Are there any dis-advantages to extruding the aluminum heatsinks rather than completely CNC'ing them

Yeah, getting the one of the surfaces to conform to the other is a big concern. The E3D cyclops/chimera heatsink uses setscrews to mount a smooth barrel, and apparently doesn’t work for pla unless you use heatsink thermal compound between it and the barrels. At Deezmaker, we experimented with plating the barrels and settled on gold plating. Diego had a different hypothesis as to why it worked, but mine was that the gold, as a relatively soft metal, was deforming enough to provide better thermal contact with the cooling block.

Gold plate? Nice :slight_smile:

I suspect there’s probably a simple way to make a nice collet or taper grip interface that has high contact stress over a large surface area, but it’s arguable whether the need for more alternative hot end formats is really present anymore. Several existing all-metal designs work well enough that I don’t see much value in trying to reinvent things (except for the pure intellectual pursuit of it, which isn’t what Shai is going for here.)

@Ryan_Carlyle I’d like to see an easily-replaceable nozzle component that only cost a few cents to produce, so that users wouldn’t need to know how to clean them out if they clog (which most people are doing wrong anyway, leading to further problems down the road) and they could instead afford to throw them away and use a new one if they so chose. Of course, it would still be possible to clean them out for those who have more money than time, but I don’t think the current situation is serving the people who just want to print and don’t want to learn about how the printer works. Of course, there are the cube3 cartridges that come with a whole new filament path, up to and including the nozzle, but you shouldn’t need to clean-out/replace your nozzle as often as you change spools (especially with thier sub-1kg cartridges), and their system still means that if a nozzle clogs, the rest of the spool is wasted.

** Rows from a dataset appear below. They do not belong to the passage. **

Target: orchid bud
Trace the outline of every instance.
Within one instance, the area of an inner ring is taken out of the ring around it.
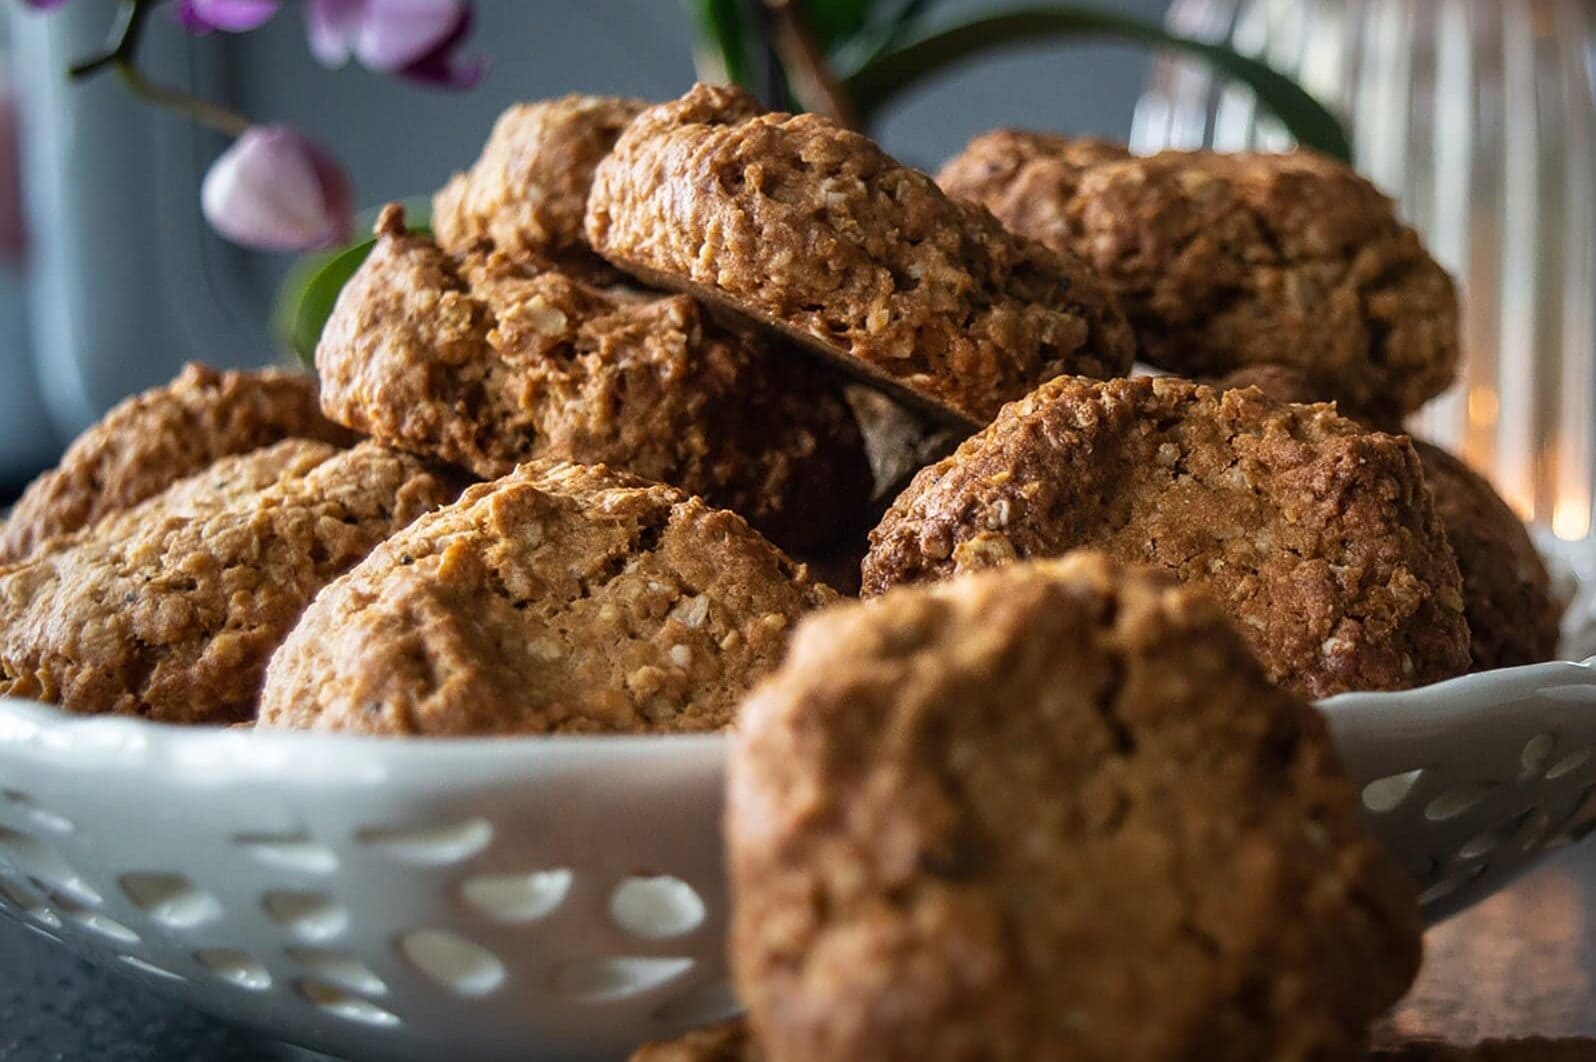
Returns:
[[[345,243],[354,227],[349,178],[285,125],[258,125],[211,164],[200,189],[211,227],[234,243],[308,251]]]
[[[181,0],[178,21],[197,33],[247,33],[266,23],[282,0]]]

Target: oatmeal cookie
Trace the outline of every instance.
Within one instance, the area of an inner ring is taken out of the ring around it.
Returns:
[[[390,207],[316,349],[327,415],[485,479],[533,458],[699,494],[784,546],[870,501],[840,385],[685,295],[618,301],[499,254],[452,257]]]
[[[1216,387],[1257,387],[1282,402],[1304,401],[1302,376],[1255,366]],[[1463,614],[1475,671],[1516,667],[1557,655],[1561,609],[1529,530],[1490,481],[1439,446],[1413,441],[1436,515],[1463,577]]]
[[[695,87],[599,164],[587,236],[614,265],[775,328],[953,422],[1134,340],[1073,256],[1007,232],[858,133]]]
[[[759,1047],[742,1018],[723,1021],[678,1036],[644,1044],[631,1062],[760,1062]]]
[[[471,169],[433,197],[438,243],[456,254],[497,248],[512,258],[601,265],[582,236],[593,170],[646,106],[573,94],[511,107]]]
[[[67,448],[0,524],[0,565],[40,543],[131,508],[229,454],[288,438],[354,440],[316,408],[316,381],[277,369],[217,372],[188,365],[134,395]]]
[[[224,457],[0,569],[0,694],[170,723],[254,714],[310,599],[458,484],[374,443]]]
[[[329,587],[261,725],[372,734],[714,730],[836,599],[739,516],[603,466],[472,487]]]
[[[1005,408],[893,503],[864,589],[1079,547],[1207,589],[1307,696],[1468,669],[1457,561],[1405,436],[1173,377],[1062,378]]]
[[[1352,1059],[1416,887],[1206,595],[1101,555],[805,621],[733,738],[772,1062]]]
[[[937,178],[1016,232],[1096,266],[1142,357],[1182,376],[1300,369],[1318,399],[1390,425],[1457,367],[1452,281],[1350,168],[1001,130]]]

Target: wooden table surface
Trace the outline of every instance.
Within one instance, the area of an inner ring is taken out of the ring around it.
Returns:
[[[1432,929],[1386,1034],[1596,1037],[1596,840]],[[0,1062],[313,1056],[90,967],[0,918]],[[1596,1056],[1593,1056],[1596,1057]]]

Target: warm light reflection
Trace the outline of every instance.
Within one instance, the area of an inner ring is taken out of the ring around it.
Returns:
[[[1590,499],[1577,496],[1557,499],[1552,509],[1552,534],[1564,542],[1578,542],[1590,534]]]
[[[1469,388],[1469,423],[1476,428],[1496,426],[1496,415],[1501,411],[1496,392],[1484,384]]]

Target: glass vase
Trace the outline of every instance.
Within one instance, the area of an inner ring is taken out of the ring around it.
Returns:
[[[1587,537],[1596,483],[1596,4],[1174,0],[1171,29],[1292,74],[1463,297],[1457,384],[1410,427],[1526,519]],[[1285,150],[1251,92],[1155,63],[1132,146]]]

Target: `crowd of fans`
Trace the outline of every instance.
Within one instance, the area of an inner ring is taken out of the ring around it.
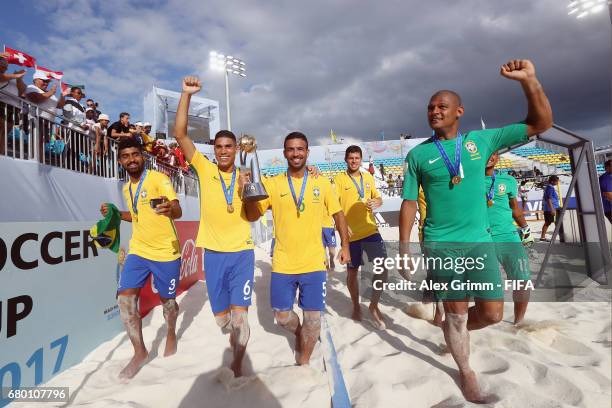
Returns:
[[[98,102],[90,98],[83,105],[82,101],[86,96],[84,87],[71,86],[58,92],[58,85],[51,84],[52,79],[38,70],[32,76],[32,83],[26,85],[25,70],[7,72],[9,65],[7,57],[7,54],[0,52],[0,102],[7,104],[6,111],[8,111],[7,114],[4,112],[5,109],[0,109],[2,111],[0,112],[0,149],[2,149],[0,153],[4,153],[6,136],[12,140],[13,129],[19,128],[16,120],[18,108],[12,106],[18,105],[16,103],[18,100],[14,97],[19,97],[37,106],[39,118],[51,124],[51,126],[40,126],[41,143],[45,144],[45,151],[49,154],[63,153],[63,148],[57,152],[52,149],[53,143],[64,138],[57,126],[61,124],[86,136],[85,140],[91,149],[82,149],[79,160],[85,162],[92,172],[95,172],[101,159],[109,154],[110,144],[122,138],[136,139],[145,151],[161,164],[159,169],[162,171],[172,171],[171,167],[165,168],[166,166],[177,167],[184,172],[189,171],[189,165],[178,145],[176,143],[166,145],[163,140],[155,140],[151,136],[150,123],[130,123],[130,114],[122,112],[119,120],[110,124],[109,116],[98,109]],[[65,146],[63,142],[62,146]],[[92,154],[84,153],[86,151],[91,151]]]

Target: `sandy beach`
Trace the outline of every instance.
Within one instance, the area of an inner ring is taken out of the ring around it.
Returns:
[[[293,364],[293,340],[276,327],[269,306],[267,250],[257,248],[256,259],[245,377],[234,379],[226,368],[228,337],[214,322],[205,282],[198,282],[178,298],[176,355],[161,355],[165,326],[157,307],[143,321],[150,359],[134,379],[117,379],[132,353],[120,334],[47,385],[70,387],[70,406],[83,407],[330,406],[320,345],[310,367]],[[375,331],[367,321],[352,321],[341,268],[330,276],[327,305],[326,319],[354,407],[472,405],[459,391],[442,332],[408,316],[407,305],[381,306],[388,319],[386,331]],[[363,311],[367,316],[365,305]],[[533,303],[524,323],[515,327],[512,304],[507,303],[502,322],[471,332],[471,362],[487,406],[610,406],[610,319],[607,302]]]

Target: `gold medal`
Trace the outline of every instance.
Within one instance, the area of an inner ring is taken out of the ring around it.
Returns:
[[[305,208],[306,208],[306,204],[304,204],[304,202],[302,202],[302,204],[300,204],[300,212],[304,212]]]
[[[461,183],[461,177],[460,176],[454,176],[451,179],[451,183],[453,183],[454,185],[457,185],[457,184]]]
[[[133,222],[138,222],[138,215],[132,214],[132,221]]]
[[[487,206],[493,207],[493,200],[487,200]]]
[[[230,213],[230,214],[233,213],[234,212],[234,206],[231,205],[231,204],[228,204],[227,205],[227,212]]]

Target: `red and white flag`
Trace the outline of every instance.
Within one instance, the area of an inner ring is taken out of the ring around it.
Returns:
[[[36,66],[36,58],[26,54],[25,52],[14,50],[12,48],[4,46],[4,52],[8,53],[8,63],[14,65],[21,65],[22,67],[34,68]]]
[[[57,79],[58,81],[64,76],[62,71],[51,71],[50,69],[41,67],[40,65],[36,67],[36,72],[42,72],[43,74],[47,75],[47,78]]]

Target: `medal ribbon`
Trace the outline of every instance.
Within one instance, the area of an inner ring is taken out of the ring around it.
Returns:
[[[140,176],[140,181],[138,182],[138,187],[136,188],[136,196],[132,195],[132,182],[130,182],[130,200],[132,202],[132,211],[136,215],[138,215],[138,197],[140,196],[140,189],[142,188],[142,183],[144,182],[145,177],[147,177],[147,169],[145,169],[142,176]]]
[[[295,189],[293,188],[293,182],[291,181],[291,176],[289,172],[287,172],[287,180],[289,180],[289,190],[291,190],[291,196],[293,196],[293,202],[297,207],[298,211],[302,207],[302,201],[304,200],[304,192],[306,191],[306,182],[308,181],[308,170],[304,172],[304,181],[302,182],[302,189],[300,191],[300,198],[296,198]]]
[[[349,177],[351,178],[351,180],[353,181],[353,184],[355,185],[355,188],[357,189],[357,193],[359,194],[359,198],[361,198],[363,200],[363,197],[365,197],[365,190],[363,189],[363,174],[361,174],[361,172],[359,172],[359,177],[360,177],[360,182],[361,182],[361,189],[359,189],[359,186],[357,185],[357,181],[353,178],[353,176],[351,176],[349,174]]]
[[[219,173],[219,179],[221,180],[221,188],[223,189],[223,194],[225,195],[225,202],[227,205],[232,205],[232,201],[234,201],[234,187],[236,185],[236,166],[234,166],[234,171],[232,172],[232,181],[229,188],[227,188],[225,180],[223,180],[223,177],[221,177],[221,171],[218,168],[217,172]]]
[[[493,175],[491,176],[491,187],[489,187],[489,192],[487,193],[487,200],[493,200],[493,187],[495,186],[495,170],[493,170]]]
[[[442,159],[444,160],[444,163],[446,164],[446,168],[448,169],[448,172],[450,173],[451,178],[458,176],[459,168],[461,167],[461,145],[463,144],[463,135],[461,134],[461,132],[457,132],[457,138],[455,140],[455,165],[454,166],[450,162],[450,158],[448,157],[448,155],[446,154],[446,151],[442,147],[442,143],[440,143],[440,140],[436,137],[435,134],[431,137],[431,139],[433,140],[436,147],[438,148],[438,151],[440,152],[440,156],[442,156]]]

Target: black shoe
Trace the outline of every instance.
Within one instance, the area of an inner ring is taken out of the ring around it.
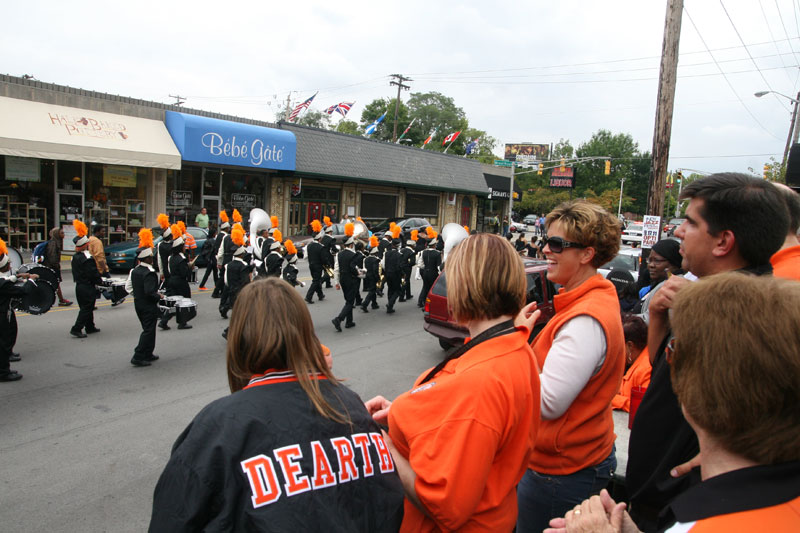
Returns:
[[[100,333],[100,330],[97,328],[92,328],[92,329],[86,328],[86,333]]]
[[[354,328],[354,327],[356,327],[356,323],[355,322],[350,322],[349,324],[345,324],[344,327],[346,327],[347,329]]]
[[[178,329],[192,329],[192,326],[189,324],[178,324]]]
[[[333,324],[333,327],[336,328],[336,331],[338,331],[339,333],[342,332],[342,321],[339,320],[338,317],[331,320],[331,324]]]
[[[228,318],[228,312],[227,311],[220,311],[219,312],[219,316],[221,316],[222,318]]]
[[[389,307],[389,305],[387,304],[386,305],[386,313],[389,314],[389,315],[394,313],[394,307]]]
[[[116,306],[118,306],[119,304],[121,304],[124,301],[125,301],[125,298],[123,298],[122,300],[117,300],[117,301],[111,302],[111,307],[116,307]]]
[[[158,356],[156,354],[152,354],[150,355],[150,357],[145,357],[144,360],[150,362],[158,361]]]
[[[323,288],[325,288],[325,289],[332,289],[332,288],[333,288],[333,285],[331,285],[330,283],[328,283],[328,284],[327,284],[327,285],[325,285],[325,287],[323,287]]]
[[[314,303],[314,300],[309,300],[308,298],[305,298],[305,301],[306,301],[307,304],[313,304]]]
[[[131,364],[133,366],[150,366],[150,361],[147,359],[136,359],[135,357],[131,359]]]
[[[405,302],[405,301],[406,301],[406,299],[405,299],[405,298],[400,298],[400,301],[401,301],[401,302]]]
[[[222,332],[222,338],[226,340],[228,339],[228,328],[225,328],[225,331]]]
[[[72,335],[73,337],[77,337],[79,339],[85,339],[86,338],[86,333],[84,333],[82,331],[69,330],[69,334]]]
[[[328,287],[328,288],[330,289],[330,287]],[[324,294],[320,295],[320,297],[319,297],[319,301],[321,302],[321,301],[322,301],[322,300],[324,300],[324,299],[325,299],[325,295],[324,295]]]
[[[20,357],[18,353],[12,353],[11,356],[8,358],[9,363],[16,363],[17,361],[21,360],[22,357]]]
[[[361,310],[362,310],[362,311],[364,311],[365,313],[369,313],[369,309],[367,309],[367,308],[366,308],[366,307],[364,307],[363,305],[360,305],[359,307],[360,307],[360,308],[361,308]]]
[[[168,329],[172,329],[171,327],[169,327],[169,324],[162,324],[161,322],[158,323],[158,327],[161,328],[164,331],[167,331]]]
[[[19,381],[22,379],[22,374],[16,370],[9,370],[0,374],[0,381]]]
[[[219,295],[219,294],[217,294],[216,292],[212,292],[212,293],[211,293],[211,297],[212,297],[212,298],[219,298],[219,297],[220,297],[220,295]]]
[[[373,309],[380,309],[381,308],[381,306],[378,305],[378,304],[372,304],[370,307],[372,307]]]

Nozzles aren’t expensive in China. A nozzle such as an E3D 0.4mm would probably cost $0.10 to make for 500 pieces. I’m basing this off quotes we got for similar nozzles.

That’s cheap! Mine cost me two bucks, but are hard coated

Yeah, but not what I’m talking about. What I have in mind needs to continue well into the cold zone and be replaceable cold, with no chance of leaking or shearing-off the threaded portion of a nozzle when it seizes up (I’ve seen this too many times). It also has to require no more than one tool to do the replacement (no counter-tightened joints to lock things together).

Yeah I hate counter-tightened joints as well. That’s why we designed our new mini hotend to have a single nozzle the spans from middle of the heatsink to bottom.

On another note, would it be possible to create a fan with a center hole so it sits on top of the heatsink and points down? This way it can act both as a heatsink cooler and a print cooler.

Would it be possible? Of course. Is there an existing part that can be used for the purpose, rather than you needing to design them and get them manufactured? Almost certainly not.

What about a squirrel cage or two down a tube?